Save the cleaned data back to Excel. Use save_as function.


# Save cleaned data to new Excel file
pe.save_as(array=final_data, dest_file_name="tidy_data.xlsx")
print("Clean data saved to tidy_data.xlsx")

The clean dataset saves successfully. It's ready for analysis.

Complete Cleaning Function

Combine all steps into one function. It handles the entire process.


def excel_to_tidy_table(file_path, output_path):
    """
    Convert messy Excel file to tidy data table
    """
    # Load data
    raw_data = pe.get_array(file_name=file_path)
    
    # Remove empty rows
    cleaned = remove_empty_rows(raw_data)
    
    # Handle missing values
    filled = handle_missing_values(cleaned)
    
    # Standardize types
    standardized = standardize_data_types(filled)
    
    # Remove extra columns
    final = remove_extra_columns(standardized)
    
    # Save result
    pe.save_as(array=final, dest_file_name=output_path)
    return final

# Use the complete function
tidy_data = excel_to_tidy_table("messy_data.xlsx", "clean_data.xlsx")
print("Complete cleaning process finished")
print(tidy_data)

This function automates the entire cleaning workflow.

Advanced pyexcel Features

pyexcel offers more advanced capabilities. You can batch process Excel files efficiently.

For complex data operations, consider loading Excel files into pandas.

Data validation is also important. Learn to validate spreadsheet structure types.

Best Practices

Always backup original files. Cleaning can't be undone.
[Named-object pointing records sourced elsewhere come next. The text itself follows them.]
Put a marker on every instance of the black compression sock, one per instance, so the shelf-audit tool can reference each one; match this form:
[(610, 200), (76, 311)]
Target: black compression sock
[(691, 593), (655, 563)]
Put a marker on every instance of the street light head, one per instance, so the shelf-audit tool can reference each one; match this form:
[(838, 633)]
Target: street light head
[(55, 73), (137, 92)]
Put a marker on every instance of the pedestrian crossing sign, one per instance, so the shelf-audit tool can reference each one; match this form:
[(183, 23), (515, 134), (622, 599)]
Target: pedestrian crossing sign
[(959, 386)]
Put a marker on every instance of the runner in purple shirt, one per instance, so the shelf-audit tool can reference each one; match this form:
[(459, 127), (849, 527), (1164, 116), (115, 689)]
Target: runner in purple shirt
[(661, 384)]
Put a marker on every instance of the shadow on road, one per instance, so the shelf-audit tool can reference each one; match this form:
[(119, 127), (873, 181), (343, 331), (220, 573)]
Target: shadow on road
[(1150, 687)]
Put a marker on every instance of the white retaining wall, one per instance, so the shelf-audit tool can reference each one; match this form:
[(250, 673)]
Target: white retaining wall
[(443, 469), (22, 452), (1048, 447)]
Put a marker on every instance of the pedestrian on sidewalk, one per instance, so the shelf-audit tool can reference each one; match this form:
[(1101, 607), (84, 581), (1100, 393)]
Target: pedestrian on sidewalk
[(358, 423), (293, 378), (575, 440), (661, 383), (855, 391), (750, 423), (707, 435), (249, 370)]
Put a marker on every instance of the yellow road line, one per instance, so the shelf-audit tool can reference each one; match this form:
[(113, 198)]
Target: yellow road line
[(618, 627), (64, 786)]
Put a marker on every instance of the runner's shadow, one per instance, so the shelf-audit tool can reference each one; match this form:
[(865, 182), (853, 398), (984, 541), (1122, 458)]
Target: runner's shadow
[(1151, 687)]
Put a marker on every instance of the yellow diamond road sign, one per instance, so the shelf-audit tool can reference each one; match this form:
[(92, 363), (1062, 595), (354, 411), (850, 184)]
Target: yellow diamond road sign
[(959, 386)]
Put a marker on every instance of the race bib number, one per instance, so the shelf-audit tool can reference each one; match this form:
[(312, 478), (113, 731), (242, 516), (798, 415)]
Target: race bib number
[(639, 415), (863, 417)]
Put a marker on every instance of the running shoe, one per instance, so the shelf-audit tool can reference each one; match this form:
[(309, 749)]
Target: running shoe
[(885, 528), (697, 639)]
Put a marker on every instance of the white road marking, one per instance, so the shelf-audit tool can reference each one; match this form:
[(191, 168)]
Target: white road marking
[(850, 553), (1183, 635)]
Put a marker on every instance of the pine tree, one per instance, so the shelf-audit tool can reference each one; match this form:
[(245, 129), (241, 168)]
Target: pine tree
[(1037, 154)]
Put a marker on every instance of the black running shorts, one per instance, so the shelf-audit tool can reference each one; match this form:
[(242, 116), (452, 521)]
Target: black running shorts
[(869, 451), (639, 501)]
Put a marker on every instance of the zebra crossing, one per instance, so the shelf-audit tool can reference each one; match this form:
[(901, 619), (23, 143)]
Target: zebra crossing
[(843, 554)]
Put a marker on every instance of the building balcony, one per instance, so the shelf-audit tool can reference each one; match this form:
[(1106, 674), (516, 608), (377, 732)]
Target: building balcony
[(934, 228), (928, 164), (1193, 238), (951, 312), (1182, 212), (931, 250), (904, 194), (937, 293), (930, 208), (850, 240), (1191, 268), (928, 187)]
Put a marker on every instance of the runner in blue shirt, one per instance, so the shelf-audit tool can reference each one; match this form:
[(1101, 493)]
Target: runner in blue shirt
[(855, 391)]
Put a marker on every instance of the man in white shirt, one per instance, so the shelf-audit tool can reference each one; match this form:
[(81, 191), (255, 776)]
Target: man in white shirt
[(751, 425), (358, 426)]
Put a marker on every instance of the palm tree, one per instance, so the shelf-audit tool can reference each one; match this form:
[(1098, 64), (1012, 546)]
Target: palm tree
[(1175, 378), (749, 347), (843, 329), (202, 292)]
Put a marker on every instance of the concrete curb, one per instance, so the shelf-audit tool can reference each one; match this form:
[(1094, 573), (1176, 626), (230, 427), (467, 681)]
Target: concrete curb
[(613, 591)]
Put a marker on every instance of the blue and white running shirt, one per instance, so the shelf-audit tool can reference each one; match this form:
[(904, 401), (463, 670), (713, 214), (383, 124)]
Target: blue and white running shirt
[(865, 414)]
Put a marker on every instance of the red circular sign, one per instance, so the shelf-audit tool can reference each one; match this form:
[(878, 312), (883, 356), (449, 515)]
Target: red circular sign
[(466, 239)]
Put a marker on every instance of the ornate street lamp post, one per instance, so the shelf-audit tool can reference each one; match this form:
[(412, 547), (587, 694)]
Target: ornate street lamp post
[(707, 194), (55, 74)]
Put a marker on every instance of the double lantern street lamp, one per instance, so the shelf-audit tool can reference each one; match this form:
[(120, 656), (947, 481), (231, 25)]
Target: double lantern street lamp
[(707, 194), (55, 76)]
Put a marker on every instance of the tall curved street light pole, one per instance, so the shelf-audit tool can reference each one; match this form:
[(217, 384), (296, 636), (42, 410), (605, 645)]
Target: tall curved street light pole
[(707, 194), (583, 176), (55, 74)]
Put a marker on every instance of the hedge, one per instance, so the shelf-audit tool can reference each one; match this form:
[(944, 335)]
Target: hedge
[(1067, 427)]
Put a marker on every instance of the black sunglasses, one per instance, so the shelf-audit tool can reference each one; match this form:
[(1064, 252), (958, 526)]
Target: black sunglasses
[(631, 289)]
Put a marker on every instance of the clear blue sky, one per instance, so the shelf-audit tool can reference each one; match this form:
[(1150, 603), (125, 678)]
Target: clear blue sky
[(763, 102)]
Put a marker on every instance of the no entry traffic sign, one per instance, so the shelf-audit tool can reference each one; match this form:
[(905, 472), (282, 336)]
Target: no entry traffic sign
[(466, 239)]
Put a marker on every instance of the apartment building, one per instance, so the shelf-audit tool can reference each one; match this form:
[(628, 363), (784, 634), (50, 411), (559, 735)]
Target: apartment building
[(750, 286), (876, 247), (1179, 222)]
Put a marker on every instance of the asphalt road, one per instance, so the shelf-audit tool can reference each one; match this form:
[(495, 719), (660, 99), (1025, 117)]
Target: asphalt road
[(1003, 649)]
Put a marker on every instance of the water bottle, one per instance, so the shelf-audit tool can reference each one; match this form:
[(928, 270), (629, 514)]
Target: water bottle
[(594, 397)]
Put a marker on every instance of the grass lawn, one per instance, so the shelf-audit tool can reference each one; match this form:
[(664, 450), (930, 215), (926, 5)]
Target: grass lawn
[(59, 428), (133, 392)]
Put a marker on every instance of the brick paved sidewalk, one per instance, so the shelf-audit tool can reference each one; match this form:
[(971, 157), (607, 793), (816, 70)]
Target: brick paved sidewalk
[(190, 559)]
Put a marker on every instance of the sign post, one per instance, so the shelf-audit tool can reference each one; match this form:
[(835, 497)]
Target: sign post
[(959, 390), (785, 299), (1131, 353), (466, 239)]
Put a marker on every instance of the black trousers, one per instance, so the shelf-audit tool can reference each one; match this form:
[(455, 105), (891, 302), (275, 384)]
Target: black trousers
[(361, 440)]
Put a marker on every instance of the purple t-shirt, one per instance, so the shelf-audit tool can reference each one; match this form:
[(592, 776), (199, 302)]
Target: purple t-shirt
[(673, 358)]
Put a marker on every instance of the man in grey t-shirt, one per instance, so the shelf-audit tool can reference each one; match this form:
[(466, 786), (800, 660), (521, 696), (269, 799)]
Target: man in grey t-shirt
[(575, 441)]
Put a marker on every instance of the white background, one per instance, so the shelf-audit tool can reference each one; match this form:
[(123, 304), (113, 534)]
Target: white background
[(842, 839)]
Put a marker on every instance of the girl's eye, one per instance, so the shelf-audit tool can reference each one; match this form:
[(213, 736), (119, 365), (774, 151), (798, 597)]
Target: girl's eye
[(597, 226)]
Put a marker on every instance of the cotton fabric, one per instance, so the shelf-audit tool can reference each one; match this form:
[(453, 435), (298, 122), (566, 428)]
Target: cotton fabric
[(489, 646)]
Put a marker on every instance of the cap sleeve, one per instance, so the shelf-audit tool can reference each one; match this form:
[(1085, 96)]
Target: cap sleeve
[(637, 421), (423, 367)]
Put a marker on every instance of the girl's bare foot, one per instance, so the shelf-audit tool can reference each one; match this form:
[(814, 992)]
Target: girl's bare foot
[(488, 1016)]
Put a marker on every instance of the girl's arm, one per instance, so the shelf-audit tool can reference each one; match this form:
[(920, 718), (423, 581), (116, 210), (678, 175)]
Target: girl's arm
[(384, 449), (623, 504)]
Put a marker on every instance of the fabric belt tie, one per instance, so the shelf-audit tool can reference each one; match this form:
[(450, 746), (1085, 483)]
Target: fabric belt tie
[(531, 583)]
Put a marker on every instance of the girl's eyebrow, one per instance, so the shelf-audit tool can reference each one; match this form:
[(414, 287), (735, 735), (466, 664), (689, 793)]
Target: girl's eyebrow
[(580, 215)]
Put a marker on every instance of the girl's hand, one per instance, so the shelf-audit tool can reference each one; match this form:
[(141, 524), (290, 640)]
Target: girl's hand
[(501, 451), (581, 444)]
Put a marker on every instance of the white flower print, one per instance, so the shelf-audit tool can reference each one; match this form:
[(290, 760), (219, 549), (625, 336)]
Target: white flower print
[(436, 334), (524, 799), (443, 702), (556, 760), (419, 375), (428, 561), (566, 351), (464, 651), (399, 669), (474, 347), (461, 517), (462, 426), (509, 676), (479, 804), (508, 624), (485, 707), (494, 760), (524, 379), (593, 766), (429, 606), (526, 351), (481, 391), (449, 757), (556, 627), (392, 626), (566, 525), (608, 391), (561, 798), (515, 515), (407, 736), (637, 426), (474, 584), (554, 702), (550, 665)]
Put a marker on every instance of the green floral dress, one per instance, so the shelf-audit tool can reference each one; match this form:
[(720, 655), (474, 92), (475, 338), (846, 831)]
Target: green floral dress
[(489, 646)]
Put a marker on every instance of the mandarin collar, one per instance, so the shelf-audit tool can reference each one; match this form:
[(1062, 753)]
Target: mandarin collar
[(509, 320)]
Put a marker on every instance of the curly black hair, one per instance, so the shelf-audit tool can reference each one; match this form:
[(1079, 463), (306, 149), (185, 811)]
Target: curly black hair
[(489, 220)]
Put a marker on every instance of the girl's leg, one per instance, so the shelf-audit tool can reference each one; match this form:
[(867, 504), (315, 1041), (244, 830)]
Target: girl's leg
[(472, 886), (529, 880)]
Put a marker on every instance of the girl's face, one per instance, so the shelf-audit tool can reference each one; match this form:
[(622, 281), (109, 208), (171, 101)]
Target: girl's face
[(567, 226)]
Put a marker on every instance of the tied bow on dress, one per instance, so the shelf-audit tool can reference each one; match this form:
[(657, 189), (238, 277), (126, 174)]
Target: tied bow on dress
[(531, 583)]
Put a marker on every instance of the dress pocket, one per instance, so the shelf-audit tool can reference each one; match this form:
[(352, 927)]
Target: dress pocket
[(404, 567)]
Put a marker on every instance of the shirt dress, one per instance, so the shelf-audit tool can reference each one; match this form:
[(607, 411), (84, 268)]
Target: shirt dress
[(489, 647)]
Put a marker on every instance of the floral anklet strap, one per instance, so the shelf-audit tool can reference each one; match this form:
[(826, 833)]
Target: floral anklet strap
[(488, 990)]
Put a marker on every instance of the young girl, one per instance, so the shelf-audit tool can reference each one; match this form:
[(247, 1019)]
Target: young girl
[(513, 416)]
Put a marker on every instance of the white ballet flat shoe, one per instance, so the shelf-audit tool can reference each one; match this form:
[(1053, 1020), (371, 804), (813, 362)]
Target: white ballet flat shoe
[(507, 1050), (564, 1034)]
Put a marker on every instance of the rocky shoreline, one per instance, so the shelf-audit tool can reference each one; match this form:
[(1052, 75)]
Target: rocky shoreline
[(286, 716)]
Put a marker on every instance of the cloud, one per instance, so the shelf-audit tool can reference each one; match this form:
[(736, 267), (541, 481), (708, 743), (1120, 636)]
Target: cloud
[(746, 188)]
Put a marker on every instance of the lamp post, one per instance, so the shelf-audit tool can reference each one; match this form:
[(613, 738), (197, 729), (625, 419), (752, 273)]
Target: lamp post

Test cleaning steps on copies. Verify results carefully.

Document all transformations. Others need to understand changes.

Consistent data structure enables reliable analysis.

Conclusion

Python pyexcel transforms messy Excel data into tidy tables.

The process involves loading, cleaning, and saving data.

Remove empty rows and handle missing values properly.

Standardize data types and remove unnecessary columns.

Tidy data enables better analysis and decision making.

Start cleaning your Excel files with pyexcel today.